One of the keys to a database performing well is the database design.  A DBA needs to understand the different aspects of database design.  They need to be able to understand the differences between a good design and a poor design.  They need to understand how foreign key constraints, primary keys, check constraints and using data types can help maintain the data integrity of a database and help with retrieving and updating data efficiently.

10. Index Design:

Indexing a database is a key aspect to allow the application to retrieve and update data quickly.  A DBA needs to know how indexes work.  They should know the difference between a clustered and non-clustered index, and how these indexes are physically stored.  A DBA should know how this indexes are used within executing plans.  They should understand how to find index usage statistics, and understand index fragmentation, as well as how to identify missing indexes.  They should know how to maintain indexes, and how important index statistics are to the query engine in SQL Server.

11. Capacity Monitoring and Planning:

SQL Server uses lots of different resources; CPU, Memory, I/O as well as disk space.  A DBA should understand how to monitor the usage of the different machine resources that SQL Server requires.  They should be able to understand how these resources are used over time, and use these historical usage numbers to plan for future capacity needs.   As part of this monitoring effort they should be able to predict when capacity will be a problem in the future and then take the necessary proactive steps to ensure there are no database outages due to capacity limitations. 

12. SQL Server Licensing

There are a number of different ways SQL Server can be licensed.  Additionally there are a number of different editions of SQL Server.  A DBA should understand the different licensing modes that are available for each edition of SQL Server.  They should be able to provide guidance on how to license SQL Server to minimize the total cost of ownership for SQL Server today, as well as how to leverage licensing options to minimize upgrade costs for future releases.

13. Automates Everything

There are many routine tasks a DBA should perform.  Some of these tasks are daily tasks, while others are weekly, monthly, or yearly tasks.  A good DBA will understand the need to leverage their time efficiently.  One way to do that is to build processes to automate some of these routine tasks.  By automating the routine tasks a DBA will have more time to focus on the one off issues that arise in managing a SQL Server environment.
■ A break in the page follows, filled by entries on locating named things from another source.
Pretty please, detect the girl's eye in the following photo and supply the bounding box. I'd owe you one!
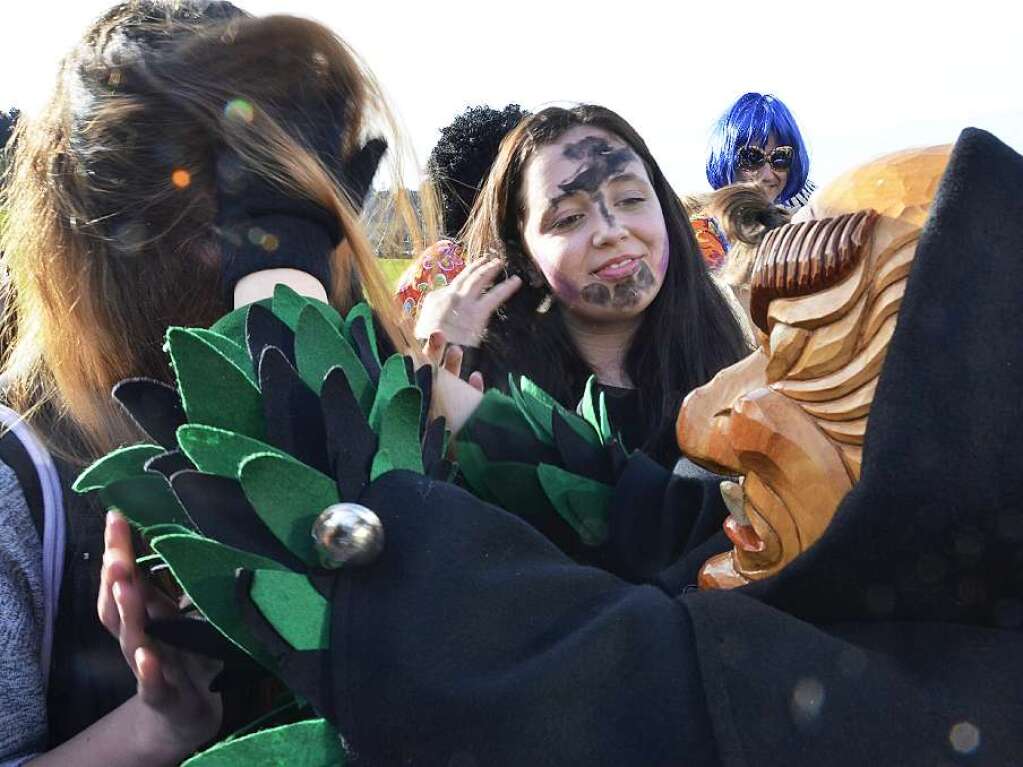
[618,194,647,208]
[550,213,582,231]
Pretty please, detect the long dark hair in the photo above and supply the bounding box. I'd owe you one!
[464,104,749,462]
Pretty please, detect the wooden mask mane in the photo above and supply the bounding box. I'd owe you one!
[750,211,878,333]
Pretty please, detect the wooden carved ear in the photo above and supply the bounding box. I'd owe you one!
[750,211,878,333]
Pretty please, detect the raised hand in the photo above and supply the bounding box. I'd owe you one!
[415,259,522,347]
[97,511,222,762]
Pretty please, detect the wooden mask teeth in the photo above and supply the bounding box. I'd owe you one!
[750,211,878,332]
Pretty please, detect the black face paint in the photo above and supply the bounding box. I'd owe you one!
[579,261,657,309]
[558,136,635,194]
[550,136,635,227]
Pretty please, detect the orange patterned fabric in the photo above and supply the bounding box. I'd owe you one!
[395,239,465,319]
[690,216,728,272]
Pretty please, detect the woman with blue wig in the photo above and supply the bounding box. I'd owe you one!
[707,92,813,212]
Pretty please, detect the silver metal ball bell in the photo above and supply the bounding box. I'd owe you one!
[313,503,384,570]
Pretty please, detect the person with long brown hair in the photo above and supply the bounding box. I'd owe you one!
[416,104,746,464]
[0,0,415,765]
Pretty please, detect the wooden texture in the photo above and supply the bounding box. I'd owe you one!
[677,147,948,588]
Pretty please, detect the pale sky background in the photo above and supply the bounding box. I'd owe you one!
[0,0,1023,192]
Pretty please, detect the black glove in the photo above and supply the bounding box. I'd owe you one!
[217,86,387,305]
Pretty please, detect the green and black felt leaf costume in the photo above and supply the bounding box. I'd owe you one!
[75,286,626,765]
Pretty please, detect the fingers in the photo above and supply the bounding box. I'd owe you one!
[96,511,135,636]
[480,274,522,314]
[112,581,148,677]
[132,646,174,708]
[442,344,463,378]
[458,259,504,296]
[422,330,447,367]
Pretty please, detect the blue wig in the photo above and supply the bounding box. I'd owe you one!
[707,93,810,204]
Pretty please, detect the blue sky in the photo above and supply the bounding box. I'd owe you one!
[0,0,1023,192]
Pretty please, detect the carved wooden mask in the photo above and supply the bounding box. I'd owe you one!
[677,147,950,588]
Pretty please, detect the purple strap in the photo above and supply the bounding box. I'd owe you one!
[0,405,66,686]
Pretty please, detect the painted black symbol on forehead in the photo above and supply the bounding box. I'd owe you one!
[558,136,635,195]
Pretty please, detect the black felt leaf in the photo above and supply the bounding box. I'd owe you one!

How Many of these Traits do You Have?

Keep in mind this is not a complete list of traits, but only my view on those important traits a DBA should have.  How many of these traits do you have?  The more of these traits you have and excel at the more senior a DBA you are.  The key to being a successful DBA is working toward understanding as many aspects as possible related to how to manage and maintain a SQL Server environment, and to never stop learning.